As an example of the in-depth work required in the litigation, Zonies described the plaintiffs steering committee visiting Pepper Hamilton’s law office to go through 400 dusty boxes of GSK documents related to its initial new drug application for Avandia to the federal Food and Drug Administration.

Trips were taken to take depositions at GSK’s London offices, Zonies said, and multiple experts in the fields of biostatistics, cardiology, epidemiology, endocrinology, federal regulation and marketing were worked with around the country and even abroad.

The plaintiffs counsel had committees on law and briefing, experts, science and the federal Daubert evidentiary standard, Zonies said.
The plaintiffs lawyers were “a bunch of attys who had to become cardiologists pretty quickly. The attorneys had to learn the cutting edge” of cardiac science, Zonies said.

While plaintiffs lawyers were working cooperatively even before there was a motion to coordinate the cases into an MDL, Corr said that the fee committee decided to set a bright line that only works after the MDL was formed would be reimbursed.

Dianne Nast, a plaintiffs attorney with RodaNast in Lancaster, said the fee committee, which was formed by Rufe’s order in February, met 19 times and as far as she knows there was no opposition has been filed against the motion.

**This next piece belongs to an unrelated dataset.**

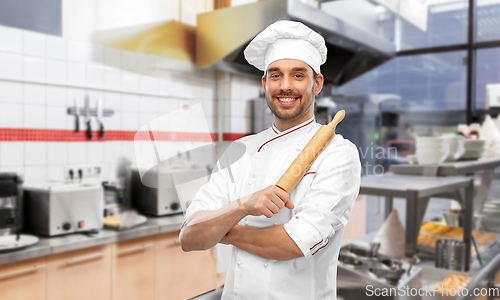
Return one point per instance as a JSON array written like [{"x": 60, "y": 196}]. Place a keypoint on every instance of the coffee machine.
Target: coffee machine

“Within four years, [we] did what? Did what? Resolved the claims of 60,000 people, that’s what we did,” Andrus argued in closing. “Our clients are injured people. We tend to get caught up with the business of the law and the struggle. We forget about the injured people.”

Every client of every lawyer has diabetes, and two-thirds of diabetics are going to die of heart disease, and they suffered severe injuries of heart attack, strokes or congestive heart failure, Andrus said.